Nissan Leaf Production Capacity to Reach 500,000 Units by 2012

Head of the Nissan-Renault alliance, Carlos Ghosn, revealed future plans during a press conference at the Geneva Auto Show on Wednesday, suggesting that he expects Leaf’s production capacity to reach 500,000 units globally no latter than 2012.

Nissan is already reporting 56,000 orders for the vehicle in the United States, and they plan to start taking orders soon in Japan and Europe. So far, the French government has shown interest in 100,000 units of the Leaf.
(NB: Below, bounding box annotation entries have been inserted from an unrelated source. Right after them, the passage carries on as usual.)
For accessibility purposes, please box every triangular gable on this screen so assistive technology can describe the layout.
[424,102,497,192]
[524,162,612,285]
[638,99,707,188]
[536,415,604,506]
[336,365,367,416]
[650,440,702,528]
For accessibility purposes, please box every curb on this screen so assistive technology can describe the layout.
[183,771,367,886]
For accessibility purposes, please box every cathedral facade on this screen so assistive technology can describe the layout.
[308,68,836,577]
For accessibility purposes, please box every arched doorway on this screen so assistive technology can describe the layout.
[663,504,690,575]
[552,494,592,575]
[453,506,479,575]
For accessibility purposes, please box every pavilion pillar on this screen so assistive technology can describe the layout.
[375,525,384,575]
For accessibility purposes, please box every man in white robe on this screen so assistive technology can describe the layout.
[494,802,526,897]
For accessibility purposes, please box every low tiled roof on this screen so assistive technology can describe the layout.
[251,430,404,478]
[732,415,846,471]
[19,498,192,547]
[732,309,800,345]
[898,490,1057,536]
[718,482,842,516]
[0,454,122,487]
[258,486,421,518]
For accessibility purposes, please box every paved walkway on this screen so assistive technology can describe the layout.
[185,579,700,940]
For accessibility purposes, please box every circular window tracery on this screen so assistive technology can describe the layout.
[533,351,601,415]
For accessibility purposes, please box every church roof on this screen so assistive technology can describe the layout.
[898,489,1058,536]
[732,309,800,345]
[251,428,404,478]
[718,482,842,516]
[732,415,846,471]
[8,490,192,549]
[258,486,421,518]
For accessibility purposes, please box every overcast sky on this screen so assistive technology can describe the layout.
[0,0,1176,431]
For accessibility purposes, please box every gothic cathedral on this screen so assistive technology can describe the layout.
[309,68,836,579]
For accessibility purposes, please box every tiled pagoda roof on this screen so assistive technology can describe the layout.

The carmaker predicts that in ten years, 10 percent of the global auto-market will be fully-electric. Currently, there are 3,000 electric vehicles in the united States out of a total of 200 million vehicles.

“What I am sure is that in 2011, I am going to be the only one on the market,” Ghosn told reporters. “Frankly, I mean so far there is no competition,” Ghosn told reporters. “Let’s be serious. It’s not because someone is coming with a prototype and one car that this is competition. The question is how much capacity are you building.”

Orders for the Nissan Leaf will begin in selected European markets this summer with the first batch of cars, all left-hand drive and due in late 2010.

The car is powered by laminated compact lithium-ion batteries that manage to develop 90 kW. The vehicle’s electric motors will generate 80 kW/280 Nm of torque, enough for a maximum speed of more than 140 km/h (90 mph). A full battery charge delivers a range of approximately 160 km.